TRACE-III Trial: Tenecteplase for Ischemic Stroke 4.5-24 Hours Without Thrombectomy
In patients with ICA or MCA occlusion presenting 4.5 to 24 hours from last known well (including wake-up and unwitnessed stroke) with salvageable tissue on perfusion imaging and no access to endovascular thrombectomy, does IV tenecteplase 0.25 mg/kg improve excellent functional outcome (mRS 0-1) at 90 days compared with standard medical treatment?
Xiong et al. (NEJM 2024) · 516 patients
Population
Included
- ICA or MCA occlusion confirmed on vascular imaging
- Salvageable tissue on perfusion imaging (mismatch criteria)
- 4.5 to 24 hours from last known well (including wake-up and unwitnessed stroke)
- No access to or not proceeding with endovascular thrombectomy
- Aged 18 years or older
- Ischemic stroke, including stroke on awakening and unwitnessed stroke, recruited within 4.5 to 24 hours after the time last known to be well
- Prestroke modified Rankin scale score of 0 or 1
- National Institutes of Health Stroke Scale score of 6 to 25
- Occlusion of the intracranial internal carotid artery or the first (M1) or second (M2) segment of the middle cerebral artery on CT angiography or MR angiography
- Salvageable brain tissue on perfusion imaging using iStroke software, defined as ischemic core volume less than 70 mL, a ratio of hypoperfused tissue to ischemic core volume of at least 1.8, and a mismatch volume of at least 15 mL
Excluded
- Access to and agreement to endovascular thrombectomy
- Large established infarct core (no mismatch on perfusion imaging)
- Contraindication to IV thrombolysis
- Prior stroke with significant disability (mRS >1)
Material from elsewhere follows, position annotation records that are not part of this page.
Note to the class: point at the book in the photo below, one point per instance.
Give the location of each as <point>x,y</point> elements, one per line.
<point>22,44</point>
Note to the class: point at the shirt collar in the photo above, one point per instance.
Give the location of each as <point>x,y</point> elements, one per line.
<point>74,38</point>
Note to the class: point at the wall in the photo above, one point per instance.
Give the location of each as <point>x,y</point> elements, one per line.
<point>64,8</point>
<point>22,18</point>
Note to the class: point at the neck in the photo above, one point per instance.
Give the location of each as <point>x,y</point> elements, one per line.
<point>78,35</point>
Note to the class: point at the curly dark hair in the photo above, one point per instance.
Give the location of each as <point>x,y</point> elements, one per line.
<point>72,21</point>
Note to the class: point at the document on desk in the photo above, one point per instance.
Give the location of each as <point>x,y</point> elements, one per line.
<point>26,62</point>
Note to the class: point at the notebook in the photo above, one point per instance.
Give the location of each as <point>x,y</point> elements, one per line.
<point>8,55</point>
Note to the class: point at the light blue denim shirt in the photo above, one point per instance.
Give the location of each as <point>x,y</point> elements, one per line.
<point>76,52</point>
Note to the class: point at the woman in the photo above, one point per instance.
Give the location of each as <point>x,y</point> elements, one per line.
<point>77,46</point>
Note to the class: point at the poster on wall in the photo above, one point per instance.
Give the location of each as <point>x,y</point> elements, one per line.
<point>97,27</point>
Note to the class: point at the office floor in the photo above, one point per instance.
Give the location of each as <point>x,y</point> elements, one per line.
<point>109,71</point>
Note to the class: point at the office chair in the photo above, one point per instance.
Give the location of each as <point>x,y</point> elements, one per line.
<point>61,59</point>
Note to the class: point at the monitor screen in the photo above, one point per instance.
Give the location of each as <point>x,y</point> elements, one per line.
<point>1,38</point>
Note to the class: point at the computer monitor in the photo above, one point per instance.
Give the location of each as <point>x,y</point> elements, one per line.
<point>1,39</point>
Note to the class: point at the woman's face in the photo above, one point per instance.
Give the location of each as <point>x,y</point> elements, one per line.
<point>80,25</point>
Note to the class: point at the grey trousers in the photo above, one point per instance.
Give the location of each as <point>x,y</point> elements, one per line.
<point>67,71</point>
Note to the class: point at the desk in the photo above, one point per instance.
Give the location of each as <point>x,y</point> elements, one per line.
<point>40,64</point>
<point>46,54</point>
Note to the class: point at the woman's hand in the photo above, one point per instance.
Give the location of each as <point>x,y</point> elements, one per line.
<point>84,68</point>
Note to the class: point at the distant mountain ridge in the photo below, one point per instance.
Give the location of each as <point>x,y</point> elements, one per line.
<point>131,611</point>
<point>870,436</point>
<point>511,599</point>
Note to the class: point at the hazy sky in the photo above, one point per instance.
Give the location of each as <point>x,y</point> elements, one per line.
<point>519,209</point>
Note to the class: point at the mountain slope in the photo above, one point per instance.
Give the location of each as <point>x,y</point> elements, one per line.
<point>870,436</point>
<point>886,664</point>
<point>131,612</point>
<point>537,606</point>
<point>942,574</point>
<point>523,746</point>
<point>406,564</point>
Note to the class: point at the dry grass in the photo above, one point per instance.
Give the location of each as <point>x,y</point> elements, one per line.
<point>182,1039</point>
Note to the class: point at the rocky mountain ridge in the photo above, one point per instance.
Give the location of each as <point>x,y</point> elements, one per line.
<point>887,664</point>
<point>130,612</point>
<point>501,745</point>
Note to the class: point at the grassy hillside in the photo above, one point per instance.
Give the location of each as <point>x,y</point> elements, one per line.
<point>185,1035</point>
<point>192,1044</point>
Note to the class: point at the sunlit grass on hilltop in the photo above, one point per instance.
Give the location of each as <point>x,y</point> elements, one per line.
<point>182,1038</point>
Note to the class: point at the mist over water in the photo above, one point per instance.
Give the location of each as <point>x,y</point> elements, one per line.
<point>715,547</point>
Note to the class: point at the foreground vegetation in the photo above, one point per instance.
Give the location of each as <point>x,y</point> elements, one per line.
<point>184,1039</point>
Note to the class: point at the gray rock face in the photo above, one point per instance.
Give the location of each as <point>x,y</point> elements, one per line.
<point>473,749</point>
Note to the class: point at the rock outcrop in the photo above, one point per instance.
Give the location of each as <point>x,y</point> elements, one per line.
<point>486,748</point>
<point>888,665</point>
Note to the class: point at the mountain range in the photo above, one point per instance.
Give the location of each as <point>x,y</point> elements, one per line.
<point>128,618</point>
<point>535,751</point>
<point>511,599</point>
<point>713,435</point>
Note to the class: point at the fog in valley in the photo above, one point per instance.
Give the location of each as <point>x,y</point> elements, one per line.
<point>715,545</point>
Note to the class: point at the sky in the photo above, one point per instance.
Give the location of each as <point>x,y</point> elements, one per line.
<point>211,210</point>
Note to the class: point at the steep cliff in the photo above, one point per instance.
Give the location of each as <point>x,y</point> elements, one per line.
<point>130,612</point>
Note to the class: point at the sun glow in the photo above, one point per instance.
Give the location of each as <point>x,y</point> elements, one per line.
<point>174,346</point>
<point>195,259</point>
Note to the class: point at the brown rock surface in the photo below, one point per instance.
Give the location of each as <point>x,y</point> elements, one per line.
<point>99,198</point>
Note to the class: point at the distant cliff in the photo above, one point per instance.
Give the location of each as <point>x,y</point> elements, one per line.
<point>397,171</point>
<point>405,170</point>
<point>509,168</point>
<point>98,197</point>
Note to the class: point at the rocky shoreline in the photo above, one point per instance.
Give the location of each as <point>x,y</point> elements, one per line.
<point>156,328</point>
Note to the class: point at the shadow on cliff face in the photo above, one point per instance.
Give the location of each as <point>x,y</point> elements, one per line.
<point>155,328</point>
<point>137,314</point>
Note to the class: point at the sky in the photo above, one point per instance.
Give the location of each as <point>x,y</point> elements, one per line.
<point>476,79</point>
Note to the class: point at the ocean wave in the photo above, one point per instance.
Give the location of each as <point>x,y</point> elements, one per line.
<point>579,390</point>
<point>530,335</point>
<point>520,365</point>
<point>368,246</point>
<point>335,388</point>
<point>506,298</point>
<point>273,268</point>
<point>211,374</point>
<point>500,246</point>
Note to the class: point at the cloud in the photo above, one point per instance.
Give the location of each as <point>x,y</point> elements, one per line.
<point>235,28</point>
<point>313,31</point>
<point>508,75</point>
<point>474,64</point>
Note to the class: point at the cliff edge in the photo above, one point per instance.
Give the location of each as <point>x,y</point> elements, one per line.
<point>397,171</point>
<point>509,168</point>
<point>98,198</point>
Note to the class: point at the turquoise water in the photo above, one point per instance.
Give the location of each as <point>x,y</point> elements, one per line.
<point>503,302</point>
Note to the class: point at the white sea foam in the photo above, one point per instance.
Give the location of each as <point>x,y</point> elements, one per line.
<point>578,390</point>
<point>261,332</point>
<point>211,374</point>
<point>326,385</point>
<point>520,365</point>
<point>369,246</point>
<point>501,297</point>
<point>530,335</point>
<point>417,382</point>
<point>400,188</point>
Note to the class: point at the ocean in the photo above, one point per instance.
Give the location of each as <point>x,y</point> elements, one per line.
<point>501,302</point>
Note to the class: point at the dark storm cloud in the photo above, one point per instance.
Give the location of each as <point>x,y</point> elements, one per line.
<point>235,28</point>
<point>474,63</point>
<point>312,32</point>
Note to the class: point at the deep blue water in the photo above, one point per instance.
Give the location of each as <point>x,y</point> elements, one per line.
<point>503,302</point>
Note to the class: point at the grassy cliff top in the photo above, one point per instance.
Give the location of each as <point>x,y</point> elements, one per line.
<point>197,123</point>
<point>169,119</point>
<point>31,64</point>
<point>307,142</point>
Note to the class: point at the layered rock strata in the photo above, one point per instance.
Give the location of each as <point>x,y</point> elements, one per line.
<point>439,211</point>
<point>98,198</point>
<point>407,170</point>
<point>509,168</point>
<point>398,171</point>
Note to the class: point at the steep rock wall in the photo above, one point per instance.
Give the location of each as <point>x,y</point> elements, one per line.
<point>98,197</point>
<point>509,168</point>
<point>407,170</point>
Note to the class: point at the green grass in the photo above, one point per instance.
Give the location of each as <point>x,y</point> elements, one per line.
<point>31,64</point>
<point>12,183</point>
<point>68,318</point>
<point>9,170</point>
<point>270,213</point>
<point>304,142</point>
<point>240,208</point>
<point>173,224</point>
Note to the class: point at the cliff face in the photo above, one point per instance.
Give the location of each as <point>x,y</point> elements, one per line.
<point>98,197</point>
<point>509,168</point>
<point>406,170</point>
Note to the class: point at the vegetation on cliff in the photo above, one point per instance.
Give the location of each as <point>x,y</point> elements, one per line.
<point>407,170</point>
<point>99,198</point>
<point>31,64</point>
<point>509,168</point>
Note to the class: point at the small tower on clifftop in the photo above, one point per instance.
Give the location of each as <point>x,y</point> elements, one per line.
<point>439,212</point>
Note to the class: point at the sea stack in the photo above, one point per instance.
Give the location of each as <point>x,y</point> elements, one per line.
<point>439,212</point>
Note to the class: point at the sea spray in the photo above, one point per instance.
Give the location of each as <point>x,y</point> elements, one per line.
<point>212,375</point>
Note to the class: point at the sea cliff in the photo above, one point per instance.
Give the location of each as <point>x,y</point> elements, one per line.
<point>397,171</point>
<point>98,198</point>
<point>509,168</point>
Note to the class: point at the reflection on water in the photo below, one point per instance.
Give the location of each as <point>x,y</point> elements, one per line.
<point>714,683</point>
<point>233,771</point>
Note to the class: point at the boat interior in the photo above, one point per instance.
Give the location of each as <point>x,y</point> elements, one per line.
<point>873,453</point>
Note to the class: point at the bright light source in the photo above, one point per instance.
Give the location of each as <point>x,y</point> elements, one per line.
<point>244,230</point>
- Endovascular thrombectomy planned at the time of randomization
- Guideline-based contraindications to thrombolytic agents
Source: Xiong Y et al., NEJM 2024· Retrieved 2026-06-09
Primary Outcome
mRS 0-1 at 90 Days
Study Arms
- Agent
- Tenecteplase
- Dose
- 0.25 mg/kg (max 25 mg)
- Route
- IV
- Frequency
- Single bolus over 5 to 10 seconds
- Duration
- One-time
Late-window thrombolysis 4.5 to 24 hours after last known well in large-vessel occlusion with salvageable tissue on perfusion imaging, in patients without access to thrombectomy. This is not a bridging-before-EVT trial.
- Agent
- Antiplatelet therapy at investigator discretion
- Route
- Per standard care
- Co-interventions
- Standard medical treatment conforming to the 2018 Chinese Guidelines for Diagnosis and Treatment of Acute Ischemic Stroke
No routine thrombolysis or thrombectomy. Rescue thrombectomy after randomization was permitted at the treating clinician discretion if the patient deteriorated and thrombectomy became accessible; fewer than 2% of patients overall underwent rescue thrombectomy.
Safety
Symptomatic intracranial hemorrhage within 36 hours
3%
0.8%
sICH was higher with tenecteplase (3.0% vs 0.8%), a tradeoff to weigh against the 8.8 pp efficacy gain. Mortality was similar (13.3% vs 13.1%).
Trial Design
Type
- Multicenter randomized controlled trial
- Conducted in China
- Perfusion imaging selection
- 1:1 allocation (Tenecteplase vs. Standard treatment)
Timeline
Published 2024
N
516
Enrollment
516 patients at multiple centres in China. Multicenter RCT with perfusion-imaging selection. 4.5–24 hour enrollment window. Published NEJM 2024.
ClinicalTrials.gov
NCT05141305Bedside Pearl
TRACE-III is the key trial for late-window IVT when EVT cannot be performed. In perfusion-selected LVO patients 4.5-24 hours from onset without EVT access, tenecteplase 0.25 mg/kg improved mRS 0-1 from 24.2% to 33.0% (NNT 11, P=0.03). This is not a reason to delay EVT when it is available; TIMELESS showed no benefit when EVT was performed.